The Guess Who: The band Tom Petty said never got their dues

Fame can be a bit of a tricky beast for any fan of a group. Although a lot of acts get to see the greatest heights that any musician could ever hope to see, there are always going to be a few that never get the attention that their audience thinks they deserve. Tom Petty may have existed on the fringes of rock stardom for a while before breaking onto the scene, but in his mind, he thought that things should have been different when it came to The Guess Who.

But when looking at both groups back to back, Petty seemed to come from a different world. Randy Bachman had built the Guess Who with Burton Cummings on the basis of bluesy hard rock in the vein of acts like The Yardbirds, but Petty was more in tune with the chiming sounds of acts like The Byrds and the rock side of Bob Dylan.

That’s not to say that there wasn’t some overlap to be found. Petty always had a bluesy side buried deep inside him from as far back as his debut record, and if Mojo was any indication, he was more than willing to work on different bluesy affairs that Bachman would have been proud to have played on.

Outside of tunes like ‘American Woman’ and ‘No Sugar Tonight’, though, The Guess Who faded into the background over time. Maybe it was the massive influx of bluesy rock bands arriving around the same time, like Humble Pie and Grand Funk Railroad, but Bachman’s departure from the group to form Bachman Turner Overdrive was the first sign that the group wasn’t going to be the next Rolling Stones by any metric.

Then again, Petty still felt a bit cheated seeing one of his contemporaries not reach the big time like they were supposed to, saying, “They didn’t get that “cool” label. There was a period there when if you were having hit singles, your credibility suffered. A number of late-sixties bands met this fate. The Guess Who had a great singer in Burton Cummings, and Randy Bachman is just a fantastic lead guitarist. I’ll throw them on every now and then because they did make some great tracks.”
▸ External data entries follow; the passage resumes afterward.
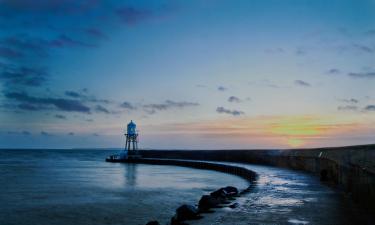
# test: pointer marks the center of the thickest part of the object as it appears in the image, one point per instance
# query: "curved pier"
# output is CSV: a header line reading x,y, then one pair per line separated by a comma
x,y
247,174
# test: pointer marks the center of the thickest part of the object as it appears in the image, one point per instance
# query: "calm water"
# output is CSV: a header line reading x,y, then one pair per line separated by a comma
x,y
47,187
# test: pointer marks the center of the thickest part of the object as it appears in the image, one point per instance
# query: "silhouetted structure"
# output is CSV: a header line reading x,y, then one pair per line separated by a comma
x,y
131,143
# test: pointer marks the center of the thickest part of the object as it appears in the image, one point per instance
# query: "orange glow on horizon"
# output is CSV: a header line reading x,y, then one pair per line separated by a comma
x,y
271,131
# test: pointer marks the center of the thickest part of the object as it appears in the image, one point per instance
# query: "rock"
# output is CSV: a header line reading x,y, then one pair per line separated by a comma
x,y
154,222
207,201
231,191
234,205
220,193
174,221
187,212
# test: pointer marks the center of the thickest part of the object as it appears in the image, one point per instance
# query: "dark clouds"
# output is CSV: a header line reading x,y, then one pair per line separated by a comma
x,y
334,71
362,74
40,103
102,109
25,133
350,100
364,48
127,105
44,133
13,76
347,108
58,116
234,99
370,108
222,88
302,83
221,109
168,104
131,16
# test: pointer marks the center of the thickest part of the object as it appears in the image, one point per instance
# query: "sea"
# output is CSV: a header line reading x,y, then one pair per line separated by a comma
x,y
77,187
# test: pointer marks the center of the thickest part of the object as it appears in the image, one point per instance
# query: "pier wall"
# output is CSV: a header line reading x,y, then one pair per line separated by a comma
x,y
225,168
351,169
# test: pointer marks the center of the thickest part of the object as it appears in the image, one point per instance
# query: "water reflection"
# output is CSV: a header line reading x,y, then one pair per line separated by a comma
x,y
131,174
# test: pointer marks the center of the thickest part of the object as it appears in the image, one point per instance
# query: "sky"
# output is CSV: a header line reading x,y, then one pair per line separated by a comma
x,y
254,74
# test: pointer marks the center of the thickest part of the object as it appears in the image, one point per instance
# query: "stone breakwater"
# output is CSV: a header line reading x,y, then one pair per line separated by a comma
x,y
351,169
216,199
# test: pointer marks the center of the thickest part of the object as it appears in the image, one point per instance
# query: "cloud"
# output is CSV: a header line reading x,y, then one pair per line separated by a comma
x,y
334,71
23,76
66,41
300,51
47,6
102,109
221,88
370,32
364,48
369,108
347,108
9,53
168,104
43,133
25,133
58,116
86,98
274,50
27,45
228,111
362,75
73,94
131,16
127,105
94,32
234,99
302,83
41,103
350,100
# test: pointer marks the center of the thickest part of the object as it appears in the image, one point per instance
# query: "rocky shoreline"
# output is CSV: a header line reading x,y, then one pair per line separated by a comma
x,y
222,197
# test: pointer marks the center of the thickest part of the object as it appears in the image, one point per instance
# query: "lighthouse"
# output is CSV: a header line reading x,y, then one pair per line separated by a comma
x,y
131,142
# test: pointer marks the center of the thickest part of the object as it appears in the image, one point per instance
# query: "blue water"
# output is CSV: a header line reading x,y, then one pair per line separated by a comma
x,y
63,187
76,187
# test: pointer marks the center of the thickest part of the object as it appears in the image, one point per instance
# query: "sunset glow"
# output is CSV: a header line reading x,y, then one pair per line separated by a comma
x,y
192,74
In the case of The Guess Who, though, they may have just been in the wrong place at the wrong time. They had started in the late 1960s alongside the future legends of the world, but since Led Zeppelin was about to turn rock and roll into an albums-based genre, the Canadian icons tended to get lost in the shuffle as soon as acts like Cream started to fall by the wayside.

Even if Petty couldn’t give any star power to his friends, he was going to try his best to give the same opportunities to bands whom he thought really deserved it. While none of them reached Heartbreakers levels of success, bringing out acts like The Jayhawks and The Replacements on tour may as well have been Petty’s way of paying it forward for acts that deserved to be given their flowers.

Because that was what the music business was all about for the heartland rocker. The industry can be more than a little bit slimy, so Petty may as well use his position to at least try to make it more manageable for groups rising up the charts.